(Reuters) -The rival leaders of ethnically split Cyprus said they were ready to meet the United Nations Secretary-General to discuss the potential for relaunching long-stalled peace talks, the U.N. mission on the island said on Thursday.
Greek Cypriot leader Nikos Christodoulides and Turkish Cypriot leader Tufan Erhurman met on Thursday, in their first encounter since Erhurman, a centre-left moderate, won by a landslide in an October presidential election in the breakaway Turkish Cypriot state, pledging to work to revive stalled U.N. talks on reunifying Cyprus.
“(The leaders) expressed their readiness to work towards the next informal meeting in a broader format to be convened by the U.N. Secretary General,” a spokesperson for the U.N. mission said after hosting a meeting between the two leaders in no-man’s land dividing Cyprus’s split capital Nicosia.
They also agreed to explore the possibility of further meetings, the spokesperson said.

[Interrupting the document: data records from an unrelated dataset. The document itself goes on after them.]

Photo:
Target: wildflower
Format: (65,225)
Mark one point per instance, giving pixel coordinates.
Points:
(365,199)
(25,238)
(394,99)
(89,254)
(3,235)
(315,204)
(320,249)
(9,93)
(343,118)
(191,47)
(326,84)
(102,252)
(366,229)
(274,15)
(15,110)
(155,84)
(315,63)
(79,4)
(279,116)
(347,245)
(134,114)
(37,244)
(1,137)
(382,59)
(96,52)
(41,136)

A U.N. envoy would be visiting Cyprus in early December, he said.
Cyprus was split in a Turkish invasion in 1974 after a brief Greek-inspired coup, with seeds of division sown at least a decade earlier when a power-sharing administration fell apart, prompting the dispatch of the U.N. peacekeeping force.
The last round of talks between the two sides collapsed in 2017, with efforts to revive them at a stalemate since.